It’s easy to think about democracy as something that just happens every now and then, pretty much just during elections. And as we approach a local government campaign period, I would certainly encourage everyone to get knowledgeable about those seeking to represent the area. But participating in our Kiwi version of democracy can be much more than just voting every three years, important as that may be.
For example, I’d like to take this opportunity to applaud those Omaha Beach residents and supporters further afield who have been advocating strongly on the subject of rock pool harvesting. Led by local Mary Coupe, the group has organised a popular petition, taken it to Parliament and appeared in the media … local, national and international (the BBC, no less!). The substantive issue is hugely important, as the pillaging of various rock pool species from our shores threatens the sustainability of our coastlines and traditions. But it’s also important to note how significant it is when locals get involved to voice their concerns.
As the local MP, I’ve been pleased to stand with Mary and those many others, supporting those who signed the petition. It’s always the voices of ordinary (but extraordinary) Kiwis that mean most in the long run, as politicians will always come and go.
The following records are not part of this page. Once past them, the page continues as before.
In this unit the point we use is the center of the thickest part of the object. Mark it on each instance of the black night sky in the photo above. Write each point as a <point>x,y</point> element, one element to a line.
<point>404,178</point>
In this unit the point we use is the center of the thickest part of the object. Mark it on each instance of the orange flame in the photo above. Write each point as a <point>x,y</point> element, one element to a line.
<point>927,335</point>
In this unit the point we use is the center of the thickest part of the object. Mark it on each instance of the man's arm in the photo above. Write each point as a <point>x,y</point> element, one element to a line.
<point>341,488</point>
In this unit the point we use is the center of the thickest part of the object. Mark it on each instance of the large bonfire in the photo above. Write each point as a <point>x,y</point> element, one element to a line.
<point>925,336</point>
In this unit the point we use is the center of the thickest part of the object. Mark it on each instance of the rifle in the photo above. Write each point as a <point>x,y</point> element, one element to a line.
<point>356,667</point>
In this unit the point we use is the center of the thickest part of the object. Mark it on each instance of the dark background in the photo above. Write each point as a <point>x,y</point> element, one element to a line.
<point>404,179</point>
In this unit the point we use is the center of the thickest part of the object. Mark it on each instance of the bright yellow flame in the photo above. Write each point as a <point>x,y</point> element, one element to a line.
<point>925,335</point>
Another petition where locals of this area have joined forces – including in the pages of Mahurangi Matters – concerns the banning of landfills near waterways. When waste is buried in landfills, plastics and other toxic materials have the potential to wreak havoc on rivers and harbours, putting our people, plants and other populations at risk. As your local MP, I was pleased to support this petition, too, along with colleagues from across the political divide. There is no need for partisanship when so much is at stake, as I’m sure we can all agree.
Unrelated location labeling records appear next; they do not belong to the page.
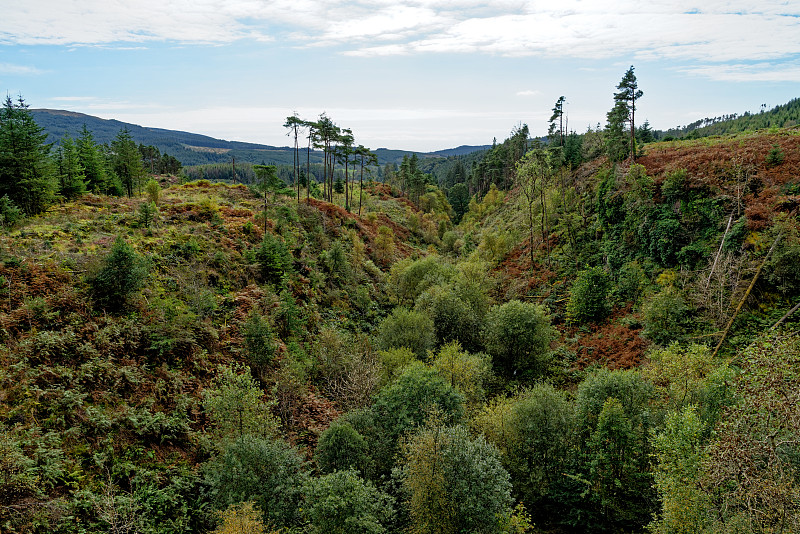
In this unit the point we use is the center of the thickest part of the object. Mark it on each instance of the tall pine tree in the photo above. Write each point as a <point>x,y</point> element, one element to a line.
<point>26,169</point>
<point>624,112</point>
<point>127,161</point>
<point>70,171</point>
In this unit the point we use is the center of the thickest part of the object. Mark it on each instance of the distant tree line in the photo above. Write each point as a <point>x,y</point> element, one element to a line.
<point>34,174</point>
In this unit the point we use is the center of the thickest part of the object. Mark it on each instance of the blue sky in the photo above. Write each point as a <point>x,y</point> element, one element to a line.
<point>417,75</point>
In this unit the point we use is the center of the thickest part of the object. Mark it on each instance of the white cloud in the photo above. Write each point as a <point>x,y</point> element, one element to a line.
<point>761,72</point>
<point>712,31</point>
<point>411,129</point>
<point>10,68</point>
<point>73,98</point>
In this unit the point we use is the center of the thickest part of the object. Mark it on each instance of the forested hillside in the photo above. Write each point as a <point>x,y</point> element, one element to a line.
<point>592,333</point>
<point>195,149</point>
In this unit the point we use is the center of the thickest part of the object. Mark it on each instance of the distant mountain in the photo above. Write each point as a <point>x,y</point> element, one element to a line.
<point>782,116</point>
<point>196,149</point>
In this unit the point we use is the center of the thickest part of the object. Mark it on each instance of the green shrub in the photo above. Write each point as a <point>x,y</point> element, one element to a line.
<point>341,447</point>
<point>665,316</point>
<point>455,483</point>
<point>453,319</point>
<point>122,274</point>
<point>539,436</point>
<point>588,299</point>
<point>258,341</point>
<point>10,214</point>
<point>774,157</point>
<point>265,471</point>
<point>517,335</point>
<point>235,407</point>
<point>407,328</point>
<point>153,191</point>
<point>343,503</point>
<point>274,259</point>
<point>147,212</point>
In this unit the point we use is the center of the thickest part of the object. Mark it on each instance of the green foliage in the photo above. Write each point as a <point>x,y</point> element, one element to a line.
<point>680,455</point>
<point>153,191</point>
<point>410,278</point>
<point>400,407</point>
<point>26,171</point>
<point>466,372</point>
<point>265,471</point>
<point>10,214</point>
<point>406,402</point>
<point>258,340</point>
<point>687,376</point>
<point>240,518</point>
<point>123,273</point>
<point>394,362</point>
<point>147,212</point>
<point>752,472</point>
<point>588,300</point>
<point>343,503</point>
<point>274,259</point>
<point>453,318</point>
<point>337,264</point>
<point>631,283</point>
<point>665,316</point>
<point>235,406</point>
<point>517,336</point>
<point>407,328</point>
<point>459,198</point>
<point>94,164</point>
<point>614,422</point>
<point>455,483</point>
<point>781,267</point>
<point>774,157</point>
<point>127,162</point>
<point>341,447</point>
<point>538,440</point>
<point>70,171</point>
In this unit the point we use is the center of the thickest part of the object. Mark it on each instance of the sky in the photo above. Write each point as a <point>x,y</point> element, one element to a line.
<point>417,75</point>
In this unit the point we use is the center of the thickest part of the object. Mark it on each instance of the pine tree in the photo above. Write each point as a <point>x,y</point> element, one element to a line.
<point>26,170</point>
<point>70,171</point>
<point>557,130</point>
<point>127,161</point>
<point>93,163</point>
<point>624,112</point>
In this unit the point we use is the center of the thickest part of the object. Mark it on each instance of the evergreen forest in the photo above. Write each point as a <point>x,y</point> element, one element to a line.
<point>586,332</point>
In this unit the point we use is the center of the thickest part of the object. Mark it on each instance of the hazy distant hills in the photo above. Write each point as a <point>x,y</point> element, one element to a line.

When this petition was recently reported back by the relevant Select Committee, we gained an acknowledgement that landfill designs should always aim to be separate from waterways. However, they stopped short of saying outright that this should be a design requirement, so the official response was less useful than it might have been from a local perspective.
While in both cases, the Government’s reaction to the local petitions could have been better, I’m confident that sanity will eventually prevail on these matters. And when that happens, it will be thanks to the democratic participation of passionate locals. Thanks for taking part and please sign a petition today. Future generations will thank you for it.